Dead And Buried (Cooper and Fry) Read online

Page 9


  ‘So it belongs to the bank?’

  ‘Well … mostly to the creditors, yes. It seems the Whartons were obliged to sell when the incomings no longer matched the outgoings.’

  ‘They went bust.’

  ‘It’s rather a crude term. More of a tabloid journalist’s expression.’

  ‘But still …?’

  ‘That’s the gist of it, yes,’ admitted Pilkington.

  ‘And now it’s a dead duck. Who would buy a failed pub?’

  ‘It’s an opportunity to regenerate an underperforming business,’ said Pilkington stiffly. ‘An adjustment of the food and drink split, a shift to a more dry-led trading model. The potential incomings—’

  ‘Save it,’ said Fry.

  ‘It could be a unique destination food house. We expect to get a good price at auction.’

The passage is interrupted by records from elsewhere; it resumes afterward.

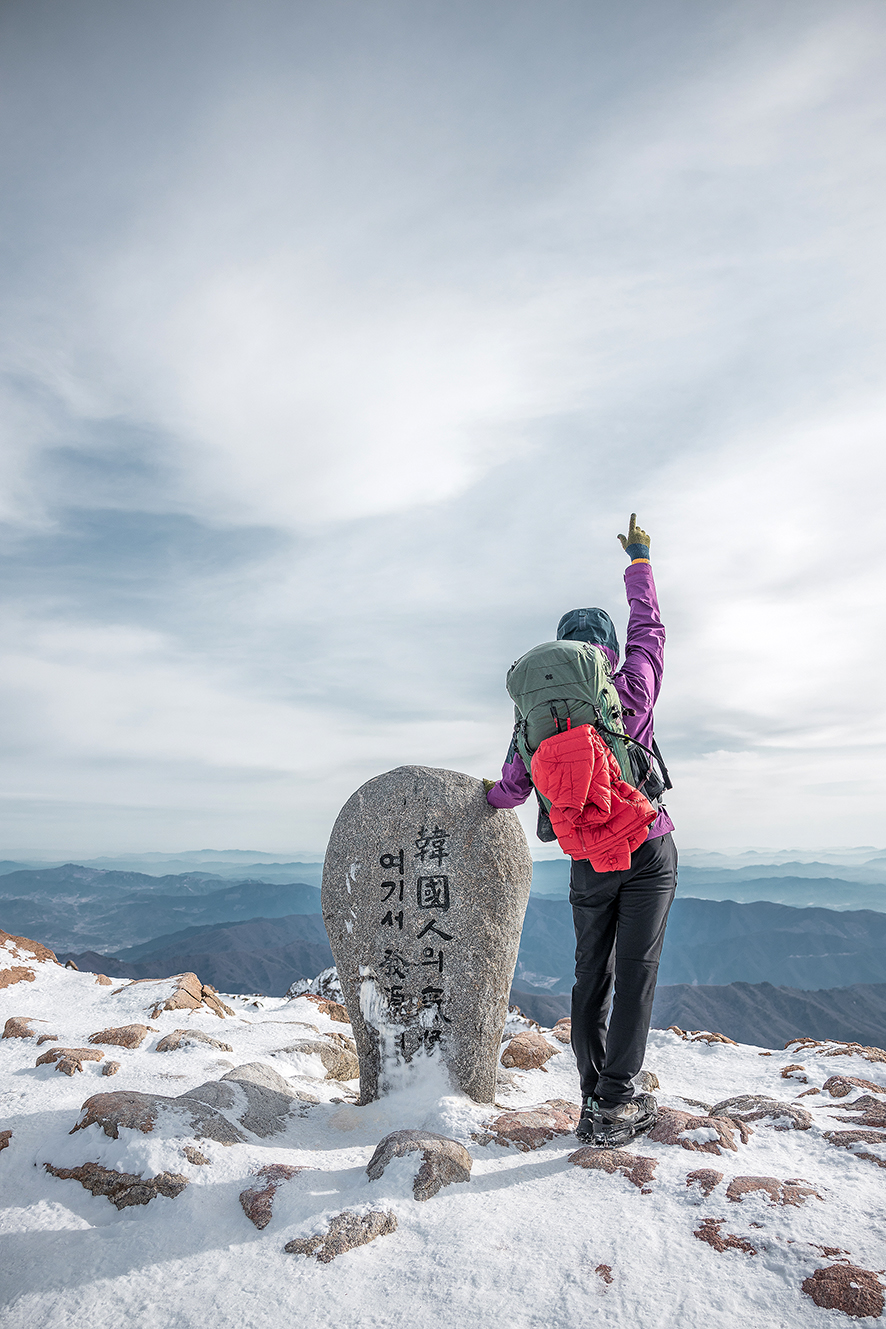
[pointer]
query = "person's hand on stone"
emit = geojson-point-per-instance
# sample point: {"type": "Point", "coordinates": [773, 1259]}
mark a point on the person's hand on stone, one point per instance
{"type": "Point", "coordinates": [636, 542]}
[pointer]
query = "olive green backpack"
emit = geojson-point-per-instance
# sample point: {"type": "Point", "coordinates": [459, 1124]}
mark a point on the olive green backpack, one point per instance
{"type": "Point", "coordinates": [561, 682]}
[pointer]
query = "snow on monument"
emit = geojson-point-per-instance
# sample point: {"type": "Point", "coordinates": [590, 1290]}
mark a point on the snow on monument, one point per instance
{"type": "Point", "coordinates": [424, 893]}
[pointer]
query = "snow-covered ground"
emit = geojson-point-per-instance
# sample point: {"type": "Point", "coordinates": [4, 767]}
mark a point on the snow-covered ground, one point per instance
{"type": "Point", "coordinates": [529, 1241]}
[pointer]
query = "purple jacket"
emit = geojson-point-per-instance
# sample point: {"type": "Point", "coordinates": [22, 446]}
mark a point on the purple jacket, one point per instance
{"type": "Point", "coordinates": [638, 685]}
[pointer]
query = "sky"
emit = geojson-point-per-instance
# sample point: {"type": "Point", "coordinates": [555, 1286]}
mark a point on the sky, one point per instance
{"type": "Point", "coordinates": [339, 343]}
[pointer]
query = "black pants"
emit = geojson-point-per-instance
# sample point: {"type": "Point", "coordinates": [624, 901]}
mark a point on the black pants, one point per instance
{"type": "Point", "coordinates": [619, 929]}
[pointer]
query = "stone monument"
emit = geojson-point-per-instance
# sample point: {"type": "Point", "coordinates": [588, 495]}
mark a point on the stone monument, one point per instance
{"type": "Point", "coordinates": [424, 893]}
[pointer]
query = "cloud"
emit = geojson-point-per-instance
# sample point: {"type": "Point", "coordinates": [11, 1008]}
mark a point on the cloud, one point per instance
{"type": "Point", "coordinates": [343, 350]}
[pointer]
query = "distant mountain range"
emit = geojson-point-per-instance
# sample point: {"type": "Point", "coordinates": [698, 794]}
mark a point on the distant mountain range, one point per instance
{"type": "Point", "coordinates": [749, 1013]}
{"type": "Point", "coordinates": [708, 942]}
{"type": "Point", "coordinates": [75, 908]}
{"type": "Point", "coordinates": [719, 941]}
{"type": "Point", "coordinates": [797, 884]}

  Fry looked at Pilkington as if she was going to hit him. Cooper was more reluctant to upset anyone in the property business. You never knew how word might get around in a place like Edendale. But Fry didn’t care, clearly. She had no intention of ever buying property in this area. She’d never made any secret of it. Property ownership meant roots. It certainly involved financial ties. All the things Diane Fry didn’t want.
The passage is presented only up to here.